Which ANSI SQL Isolation Level is Required to be ACID Compliant (or Does MongoDB Actually Support…

5 min read Original article ↗

Adam Prout

Many databases make loud claims about supporting ACID transactions, especially some NoSQL systems which traditionally only supported weaker transactions. This raises the obvious question: How do we tell if a system is actually ACID when ACID doesn’t have a precise formal definition? One approach is public testing along the lines of Jepsen, but this testing is not completely exhaustive (its not an official certification of ACID, but Jepsen does find many bugs). In this post, I want to talk about something a bit more specific that I think we can easily test for, namely which ANSI SQL isolation level does a database need to support to call itself ACID? For example, if a system supports snapshot isolation level and not serializable, can it claim to support ACID transactions?

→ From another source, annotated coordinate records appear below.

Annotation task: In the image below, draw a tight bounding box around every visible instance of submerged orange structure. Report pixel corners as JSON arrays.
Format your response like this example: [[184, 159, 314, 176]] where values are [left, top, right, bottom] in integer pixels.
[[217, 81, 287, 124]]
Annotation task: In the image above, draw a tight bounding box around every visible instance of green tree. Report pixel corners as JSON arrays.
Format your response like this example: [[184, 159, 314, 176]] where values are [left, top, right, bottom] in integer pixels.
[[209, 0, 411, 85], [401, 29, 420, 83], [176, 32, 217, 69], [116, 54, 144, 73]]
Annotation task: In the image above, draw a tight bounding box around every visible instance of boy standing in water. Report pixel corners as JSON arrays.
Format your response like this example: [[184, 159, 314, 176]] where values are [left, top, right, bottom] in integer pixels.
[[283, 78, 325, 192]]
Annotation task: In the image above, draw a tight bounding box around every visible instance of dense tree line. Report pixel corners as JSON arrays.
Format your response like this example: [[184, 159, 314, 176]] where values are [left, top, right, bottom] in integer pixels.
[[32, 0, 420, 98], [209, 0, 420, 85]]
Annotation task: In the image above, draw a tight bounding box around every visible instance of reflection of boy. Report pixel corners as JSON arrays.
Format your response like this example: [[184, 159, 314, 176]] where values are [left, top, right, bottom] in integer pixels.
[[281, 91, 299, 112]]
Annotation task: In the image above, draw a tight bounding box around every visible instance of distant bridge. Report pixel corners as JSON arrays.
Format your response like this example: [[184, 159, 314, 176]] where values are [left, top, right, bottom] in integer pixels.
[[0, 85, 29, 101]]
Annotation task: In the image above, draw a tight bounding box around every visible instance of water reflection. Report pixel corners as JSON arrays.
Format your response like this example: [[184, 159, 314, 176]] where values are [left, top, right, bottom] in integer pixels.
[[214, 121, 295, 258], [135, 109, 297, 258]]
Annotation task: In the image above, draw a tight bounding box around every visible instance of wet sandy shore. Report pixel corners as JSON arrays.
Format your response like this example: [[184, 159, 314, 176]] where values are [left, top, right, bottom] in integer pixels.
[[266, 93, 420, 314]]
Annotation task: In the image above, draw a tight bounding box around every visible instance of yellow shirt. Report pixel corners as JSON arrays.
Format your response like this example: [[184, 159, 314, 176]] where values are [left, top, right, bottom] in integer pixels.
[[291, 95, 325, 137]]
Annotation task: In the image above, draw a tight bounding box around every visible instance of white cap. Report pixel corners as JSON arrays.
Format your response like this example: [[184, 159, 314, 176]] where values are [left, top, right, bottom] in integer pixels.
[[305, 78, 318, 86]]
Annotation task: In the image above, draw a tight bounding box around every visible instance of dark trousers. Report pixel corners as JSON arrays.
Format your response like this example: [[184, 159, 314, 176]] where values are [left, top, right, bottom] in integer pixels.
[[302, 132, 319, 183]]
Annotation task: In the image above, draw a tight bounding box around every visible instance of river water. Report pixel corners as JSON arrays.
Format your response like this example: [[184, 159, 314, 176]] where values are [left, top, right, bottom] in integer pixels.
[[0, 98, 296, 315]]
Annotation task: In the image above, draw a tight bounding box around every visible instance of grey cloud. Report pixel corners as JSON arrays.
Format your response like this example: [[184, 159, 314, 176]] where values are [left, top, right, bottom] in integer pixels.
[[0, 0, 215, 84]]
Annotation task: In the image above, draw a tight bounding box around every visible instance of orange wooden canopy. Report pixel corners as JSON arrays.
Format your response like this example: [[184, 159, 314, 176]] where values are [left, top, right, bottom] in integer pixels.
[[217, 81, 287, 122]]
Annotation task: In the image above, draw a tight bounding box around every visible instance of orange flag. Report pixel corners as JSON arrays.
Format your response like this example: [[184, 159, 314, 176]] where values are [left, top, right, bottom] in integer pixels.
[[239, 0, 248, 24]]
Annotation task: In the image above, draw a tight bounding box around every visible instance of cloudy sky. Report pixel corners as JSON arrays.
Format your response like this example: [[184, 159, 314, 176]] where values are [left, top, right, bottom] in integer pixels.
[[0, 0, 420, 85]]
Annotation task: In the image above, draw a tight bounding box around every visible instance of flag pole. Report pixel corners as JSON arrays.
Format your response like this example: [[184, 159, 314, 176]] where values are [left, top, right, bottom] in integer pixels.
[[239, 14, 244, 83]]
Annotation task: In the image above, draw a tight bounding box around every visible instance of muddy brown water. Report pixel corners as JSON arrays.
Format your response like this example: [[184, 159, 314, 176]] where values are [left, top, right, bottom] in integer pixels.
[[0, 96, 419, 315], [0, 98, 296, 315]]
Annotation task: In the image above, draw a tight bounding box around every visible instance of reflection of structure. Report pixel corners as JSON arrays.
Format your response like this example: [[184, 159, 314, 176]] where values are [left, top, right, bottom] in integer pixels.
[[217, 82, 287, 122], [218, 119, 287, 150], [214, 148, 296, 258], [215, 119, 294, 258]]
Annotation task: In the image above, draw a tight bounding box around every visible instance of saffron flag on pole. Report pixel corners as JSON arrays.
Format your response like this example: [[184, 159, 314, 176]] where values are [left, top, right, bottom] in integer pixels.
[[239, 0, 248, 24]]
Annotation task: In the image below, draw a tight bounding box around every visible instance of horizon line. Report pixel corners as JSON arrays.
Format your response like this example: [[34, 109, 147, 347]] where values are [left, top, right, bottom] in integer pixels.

The original properties for fault-tolerant databases that formed the early foundations of ACID were introduced by the legendary Jim Gray (a Turing award winner) and other early database researchers and practitioners in the 1970s and early 1980s. This is well before isolation levels were standardized by ANSI in SQL-92 in 1992. A paper by Haerder and Reuter in 1983 was the first to put many of Grays idea’s together and coin the acronym ACID: Principles of transaction-oriented database recovery. The paper describes isolated transactions (the I in ACID) as ensuring events within concurrent transactions are hidden from each other. The authors don’t precisely define “hidden” in the paper which is more focused on the techniques for building databases with atomic and durable transactions. Gray in his earlier 1981 paper on System R (predating the ACID paper by a few years) defines a consistent transaction as one that “occurs as though it had executed on a system which sequentially executes only one transaction at a time”. This is a good high level description of what would eventually be called the ANSI “serializable” isolation level. This statement by Gray is our first hint as to which isolation level ACID requires. The ANSI SQL isolation level definitions themselves make no mention of ACID. Isolation levels are more precisely defined then ACID, but are still open to some interpretation. I’ll defer to the best RDMS summary paper of all time for how ACID relates to isolation levels: “Architecture of a Database System” authored by Hellerstein, Stonebraker (another Turing award winner) and Hamilton. The paper is a little aged at this point but is still one of the best ways to learn about SQL database design and implementation. It claims that the “I” in ACID (Isolation) is only really achieved by serializable isolation level (sections 6.1 and 6.2). So, any database that doesn’t support ANSI serializable isn’t ACID compliant. In practice, no mainstream database runs with serializable transactions by default (its deadlock or abort prone under high concurrency). Some databases have different definitions of serializable, but all mainstream SQL databases do support it (Postgres, MySQL, Oracle, SQL Server, etc.). I suppose it’s unsurprising that ACID transactions require the strongest ANSI Isolation level. Its difficult to argue with the opinions of two Turing award winners.

Back to the question I posed earlier; what about databases that only support snapshot isolation (SI) level? SI executes a transaction on a consistent snapshot of the database and will abort it if its involved in a write-write conflict (i.e., if two transactions try to write to the same row concurrently). The problem with snapshot isolation level is that it has some reasonably edge case concurrency anomalies that serializable doesn’t have. The most well-known of these is write skew (which can sometimes even involve read-only transactions). For this reason, I would argue snapshot isolation level is not enough to claim ACID because its weaker then serializable. The I in ACID is violated by write skew.

So, databases like MongoDB that support snapshot isolation level but not serializable are not ACID compliant. SI is a good isolation level, but it doesn’t fully isolate concurrent transactions (the I in ACID) from each other. Transactions using weaker isolation levels (read committed, repeatable read, snapshot) are good for improving concurrency, but allow anomalies the app developer needs to be aware of. Mongo is not the only party guilty of miss using ACID — Couchbase also claims ACID with even weaker transaction support (they appear to support monotonic atomic view which is a bit stronger then read committed, but weaker then repeatable read). I get why database vendors miss use ACID. The average user of a databases has a fuzzy definition of what it means (not losing committed data, transactions being all or nothing, etc) and the vendors are “close enough” to ACID that customers won’t call them out on their not entirely accurate claims. My suggestion is that Mongo/others should be more transparent with their customers that they don’t have serializable isolation level so they don’t have ACID transactions (maybe they should try to make AC*D transactions a new acronym?).